Replace studentXX.cse.nd.edu with the name of the student machine you are on. Also, you may need to change the port to something else between 9000 - 9999.

Google Colaboratory

Alternatively, you can use Google Colaboratory to run a Jupyter notebook from your Google Drive. This is a hassle-free way to explore developing with Python and matplotlib, while using Google Cloud resources (thus no need for the VPN or the student machines).

Verification

To get credit for this Guru Point, show your Jupyter notebook with the graphical plots to a TA to verify (or attached a video / screenshot to your Pull Request). You have up until a week after this assignment is due to verify your Guru Point.

Self-Service Extension

Remember that you can always forgo this Guru Point for two extra days to do the homework. That is, if you need an extension, you can simply skip the Guru Point and you will automatically have until Monday to complete the assignment for full credit.

Just leave a note on your Pull Request of your intentions.

Submission

To submit your assignment, please commit your work to the homework05 folder of your homework05 branch in your assignments GitHub repository. Your homework04 folder should only contain the following files:

Note: You do not need to commit the test scripts because the Makefile automatically downloads them.

#--------------------------------------------------
# BE SURE TO DO THE PREPARATION STEPS IN ACTIVITY 0
#--------------------------------------------------

$ cd homework05                           # Go to Homework 05 directory
...
$ $EDITOR reddit.py                       # Edit script
$ git add reddit.py                       # Mark changes for commit
$ git commit -m "homework05: activity 1"  # Record changes
...
$ $EDITOR demographics.py                 # Edit script
$ git add demographics.py                 # Mark changes for commit
$ git commit -m "homework05: activity 2"  # Record changes
...
$ $EDITOR answers.json                    # Edit quiz
$ git add answers.json                    # Mark changes for commit
$ git commit -m "homework05: activity 3"  # Record changes
...
$ git push -u origin homework05           # Push branch to GitHub

Pull Request

Remember to create a Pull Request and assign the appropriate TA from the Reading 06 TA List.

DO NOT MERGE your own Pull Request.
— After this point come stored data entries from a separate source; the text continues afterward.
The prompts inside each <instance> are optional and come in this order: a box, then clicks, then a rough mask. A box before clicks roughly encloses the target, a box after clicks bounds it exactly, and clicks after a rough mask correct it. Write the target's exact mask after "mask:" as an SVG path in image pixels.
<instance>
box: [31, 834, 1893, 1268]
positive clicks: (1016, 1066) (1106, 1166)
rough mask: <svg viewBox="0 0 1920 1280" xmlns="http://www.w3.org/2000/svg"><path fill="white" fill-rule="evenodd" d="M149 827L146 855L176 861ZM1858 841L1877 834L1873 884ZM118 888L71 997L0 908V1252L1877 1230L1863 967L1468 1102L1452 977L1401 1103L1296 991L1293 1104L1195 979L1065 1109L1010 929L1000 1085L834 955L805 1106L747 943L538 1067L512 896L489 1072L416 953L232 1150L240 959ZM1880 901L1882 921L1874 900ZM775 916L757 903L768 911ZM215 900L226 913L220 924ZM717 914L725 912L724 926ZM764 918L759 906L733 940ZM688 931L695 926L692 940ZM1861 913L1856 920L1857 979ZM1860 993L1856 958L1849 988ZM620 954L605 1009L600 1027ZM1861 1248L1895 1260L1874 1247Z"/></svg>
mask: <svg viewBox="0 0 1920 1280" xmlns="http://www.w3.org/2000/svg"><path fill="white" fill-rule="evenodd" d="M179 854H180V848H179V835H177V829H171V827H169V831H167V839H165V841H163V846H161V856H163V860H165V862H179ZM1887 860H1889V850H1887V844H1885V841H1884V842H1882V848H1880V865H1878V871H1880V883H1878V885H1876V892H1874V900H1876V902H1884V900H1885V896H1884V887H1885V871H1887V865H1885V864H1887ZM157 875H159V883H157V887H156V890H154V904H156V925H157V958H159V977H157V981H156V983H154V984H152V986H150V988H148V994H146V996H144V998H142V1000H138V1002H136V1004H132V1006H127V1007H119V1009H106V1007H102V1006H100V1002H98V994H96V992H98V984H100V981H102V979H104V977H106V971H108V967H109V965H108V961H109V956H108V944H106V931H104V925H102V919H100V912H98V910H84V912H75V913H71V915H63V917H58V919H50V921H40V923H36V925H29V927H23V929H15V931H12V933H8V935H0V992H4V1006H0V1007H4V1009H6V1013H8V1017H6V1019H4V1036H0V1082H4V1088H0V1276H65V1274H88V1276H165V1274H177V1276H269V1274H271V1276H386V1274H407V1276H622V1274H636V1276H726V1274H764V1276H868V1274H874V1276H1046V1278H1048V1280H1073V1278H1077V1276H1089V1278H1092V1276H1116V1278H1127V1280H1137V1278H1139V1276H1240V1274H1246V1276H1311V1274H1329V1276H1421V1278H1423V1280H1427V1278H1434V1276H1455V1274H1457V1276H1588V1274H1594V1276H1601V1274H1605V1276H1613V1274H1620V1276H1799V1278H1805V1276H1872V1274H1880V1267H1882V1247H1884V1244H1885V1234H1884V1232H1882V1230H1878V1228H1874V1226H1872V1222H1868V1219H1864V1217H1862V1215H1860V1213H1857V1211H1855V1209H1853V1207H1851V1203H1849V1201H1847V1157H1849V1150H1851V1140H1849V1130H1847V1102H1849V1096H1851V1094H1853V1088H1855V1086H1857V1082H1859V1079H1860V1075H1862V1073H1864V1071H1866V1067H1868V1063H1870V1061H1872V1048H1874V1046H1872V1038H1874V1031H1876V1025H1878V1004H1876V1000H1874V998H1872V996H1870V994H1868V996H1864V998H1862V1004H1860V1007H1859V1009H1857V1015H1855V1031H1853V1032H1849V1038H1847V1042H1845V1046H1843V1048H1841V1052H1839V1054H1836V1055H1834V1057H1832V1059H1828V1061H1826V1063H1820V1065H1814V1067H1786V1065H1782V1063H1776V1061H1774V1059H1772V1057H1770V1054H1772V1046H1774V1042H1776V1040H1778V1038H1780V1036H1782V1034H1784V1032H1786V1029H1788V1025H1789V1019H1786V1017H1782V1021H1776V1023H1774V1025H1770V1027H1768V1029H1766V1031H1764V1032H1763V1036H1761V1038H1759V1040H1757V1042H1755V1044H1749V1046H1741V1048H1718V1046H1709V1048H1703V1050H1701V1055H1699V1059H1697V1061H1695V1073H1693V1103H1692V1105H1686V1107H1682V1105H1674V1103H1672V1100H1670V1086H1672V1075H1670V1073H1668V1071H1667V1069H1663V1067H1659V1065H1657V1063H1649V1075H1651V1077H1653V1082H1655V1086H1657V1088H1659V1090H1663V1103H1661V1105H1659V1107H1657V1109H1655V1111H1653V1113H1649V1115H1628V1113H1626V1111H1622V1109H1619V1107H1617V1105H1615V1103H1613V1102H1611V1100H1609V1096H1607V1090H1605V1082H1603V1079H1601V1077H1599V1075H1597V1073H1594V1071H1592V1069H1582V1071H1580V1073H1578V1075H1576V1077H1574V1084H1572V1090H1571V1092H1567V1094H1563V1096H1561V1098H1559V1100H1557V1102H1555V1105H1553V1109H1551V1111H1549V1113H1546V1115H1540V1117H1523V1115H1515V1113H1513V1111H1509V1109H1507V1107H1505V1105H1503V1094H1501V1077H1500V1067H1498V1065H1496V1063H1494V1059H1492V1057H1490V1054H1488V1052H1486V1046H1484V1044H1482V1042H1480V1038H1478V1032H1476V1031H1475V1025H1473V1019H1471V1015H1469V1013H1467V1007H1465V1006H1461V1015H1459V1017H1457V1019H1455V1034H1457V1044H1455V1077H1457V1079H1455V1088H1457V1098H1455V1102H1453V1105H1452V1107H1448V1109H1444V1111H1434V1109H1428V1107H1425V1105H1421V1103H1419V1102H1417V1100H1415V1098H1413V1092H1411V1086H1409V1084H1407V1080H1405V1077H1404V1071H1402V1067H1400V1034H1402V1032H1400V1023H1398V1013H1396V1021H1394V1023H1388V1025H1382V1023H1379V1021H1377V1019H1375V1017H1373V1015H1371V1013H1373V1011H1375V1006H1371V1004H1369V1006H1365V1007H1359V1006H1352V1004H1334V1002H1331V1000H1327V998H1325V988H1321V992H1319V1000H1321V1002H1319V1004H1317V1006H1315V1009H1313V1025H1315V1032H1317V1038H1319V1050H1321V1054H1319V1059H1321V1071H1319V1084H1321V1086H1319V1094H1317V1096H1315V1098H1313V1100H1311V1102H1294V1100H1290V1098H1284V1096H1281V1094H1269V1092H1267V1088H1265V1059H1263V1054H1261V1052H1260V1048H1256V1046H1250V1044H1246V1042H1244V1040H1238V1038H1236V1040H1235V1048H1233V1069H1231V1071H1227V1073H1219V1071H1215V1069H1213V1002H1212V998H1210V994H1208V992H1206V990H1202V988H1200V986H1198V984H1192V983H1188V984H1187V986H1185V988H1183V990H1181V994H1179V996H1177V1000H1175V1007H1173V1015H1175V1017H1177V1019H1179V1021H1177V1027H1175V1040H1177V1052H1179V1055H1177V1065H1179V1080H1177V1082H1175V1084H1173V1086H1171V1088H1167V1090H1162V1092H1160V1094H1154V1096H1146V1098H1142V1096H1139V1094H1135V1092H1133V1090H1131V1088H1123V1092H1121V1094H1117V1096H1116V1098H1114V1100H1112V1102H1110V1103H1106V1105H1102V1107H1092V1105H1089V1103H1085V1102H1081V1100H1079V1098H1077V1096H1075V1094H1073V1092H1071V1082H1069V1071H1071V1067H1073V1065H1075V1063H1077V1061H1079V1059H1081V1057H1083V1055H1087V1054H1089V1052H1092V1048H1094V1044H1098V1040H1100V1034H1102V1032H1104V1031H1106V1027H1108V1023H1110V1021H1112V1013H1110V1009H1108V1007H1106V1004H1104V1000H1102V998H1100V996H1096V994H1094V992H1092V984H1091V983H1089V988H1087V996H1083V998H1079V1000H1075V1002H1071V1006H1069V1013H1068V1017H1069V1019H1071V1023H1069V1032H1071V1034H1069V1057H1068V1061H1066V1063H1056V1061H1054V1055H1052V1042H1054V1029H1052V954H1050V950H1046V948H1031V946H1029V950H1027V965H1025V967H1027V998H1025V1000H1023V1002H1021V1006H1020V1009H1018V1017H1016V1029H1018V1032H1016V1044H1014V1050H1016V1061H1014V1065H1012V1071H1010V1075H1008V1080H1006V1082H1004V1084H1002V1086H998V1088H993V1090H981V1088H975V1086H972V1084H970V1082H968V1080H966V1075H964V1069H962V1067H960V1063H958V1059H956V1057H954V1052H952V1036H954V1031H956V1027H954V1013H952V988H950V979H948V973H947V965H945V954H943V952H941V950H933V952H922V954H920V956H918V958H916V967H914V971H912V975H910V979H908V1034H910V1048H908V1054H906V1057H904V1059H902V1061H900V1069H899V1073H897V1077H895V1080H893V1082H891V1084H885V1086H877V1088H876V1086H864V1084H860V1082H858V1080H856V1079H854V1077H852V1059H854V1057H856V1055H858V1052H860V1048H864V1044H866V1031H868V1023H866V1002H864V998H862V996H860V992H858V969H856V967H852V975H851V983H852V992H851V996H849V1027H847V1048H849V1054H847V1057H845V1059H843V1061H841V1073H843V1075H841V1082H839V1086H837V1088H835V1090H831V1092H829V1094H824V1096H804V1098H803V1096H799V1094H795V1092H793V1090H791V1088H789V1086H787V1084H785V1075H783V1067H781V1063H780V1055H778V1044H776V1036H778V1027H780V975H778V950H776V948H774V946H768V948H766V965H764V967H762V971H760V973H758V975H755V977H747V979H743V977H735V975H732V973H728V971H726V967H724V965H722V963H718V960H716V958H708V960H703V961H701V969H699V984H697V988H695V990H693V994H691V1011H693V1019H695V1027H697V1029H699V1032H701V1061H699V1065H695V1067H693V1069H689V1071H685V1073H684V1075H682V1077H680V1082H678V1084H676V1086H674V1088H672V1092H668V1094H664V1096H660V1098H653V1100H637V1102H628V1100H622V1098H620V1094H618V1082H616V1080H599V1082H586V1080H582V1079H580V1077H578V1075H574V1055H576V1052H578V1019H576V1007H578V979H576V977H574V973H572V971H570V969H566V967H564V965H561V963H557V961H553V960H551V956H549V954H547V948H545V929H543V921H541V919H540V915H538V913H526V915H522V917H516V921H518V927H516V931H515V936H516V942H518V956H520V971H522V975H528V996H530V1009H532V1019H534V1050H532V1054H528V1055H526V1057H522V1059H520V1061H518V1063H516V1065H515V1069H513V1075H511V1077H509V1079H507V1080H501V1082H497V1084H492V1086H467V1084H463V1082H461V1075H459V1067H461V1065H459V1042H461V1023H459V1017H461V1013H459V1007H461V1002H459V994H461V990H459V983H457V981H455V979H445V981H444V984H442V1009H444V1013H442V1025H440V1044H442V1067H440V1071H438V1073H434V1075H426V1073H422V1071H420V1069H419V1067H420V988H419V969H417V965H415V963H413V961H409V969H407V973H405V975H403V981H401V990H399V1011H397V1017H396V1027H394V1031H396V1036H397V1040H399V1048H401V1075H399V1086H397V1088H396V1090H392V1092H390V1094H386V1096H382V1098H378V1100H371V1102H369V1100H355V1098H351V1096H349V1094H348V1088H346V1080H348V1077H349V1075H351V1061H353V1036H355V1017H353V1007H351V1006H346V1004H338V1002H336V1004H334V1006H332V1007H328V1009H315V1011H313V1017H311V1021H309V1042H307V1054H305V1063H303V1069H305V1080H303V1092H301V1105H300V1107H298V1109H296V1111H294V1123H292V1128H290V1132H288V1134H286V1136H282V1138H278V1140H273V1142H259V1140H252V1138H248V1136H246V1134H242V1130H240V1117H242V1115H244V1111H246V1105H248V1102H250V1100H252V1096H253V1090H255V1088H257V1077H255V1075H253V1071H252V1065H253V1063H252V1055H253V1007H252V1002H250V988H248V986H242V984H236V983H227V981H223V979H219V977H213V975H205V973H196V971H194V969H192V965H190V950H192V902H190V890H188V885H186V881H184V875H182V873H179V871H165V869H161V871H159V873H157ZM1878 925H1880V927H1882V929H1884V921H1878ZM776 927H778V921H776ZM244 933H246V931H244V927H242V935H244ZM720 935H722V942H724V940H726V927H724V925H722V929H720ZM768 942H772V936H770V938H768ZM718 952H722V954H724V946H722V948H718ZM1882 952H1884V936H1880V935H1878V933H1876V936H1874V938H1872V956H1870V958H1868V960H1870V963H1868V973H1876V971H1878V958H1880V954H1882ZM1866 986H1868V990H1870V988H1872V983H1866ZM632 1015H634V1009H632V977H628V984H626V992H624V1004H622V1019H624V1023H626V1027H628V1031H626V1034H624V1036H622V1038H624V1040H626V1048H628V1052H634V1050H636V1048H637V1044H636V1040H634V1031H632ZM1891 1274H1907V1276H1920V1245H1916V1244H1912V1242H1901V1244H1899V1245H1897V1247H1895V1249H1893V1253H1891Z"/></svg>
The TAs use open Pull Requests to keep track of which assignments to grade. Closing them yourself will cause a delay in grading and confuse the TAs.


  1. Or just browsing on your phone during lecture. Never forget. 

  2. However, Caring is Creepy 

  3. Even with the writing tablet... 

  4. It is. 

  5. Please don't mess with this sub-reddit on purpose. I'm looking at you #csememers (RIP).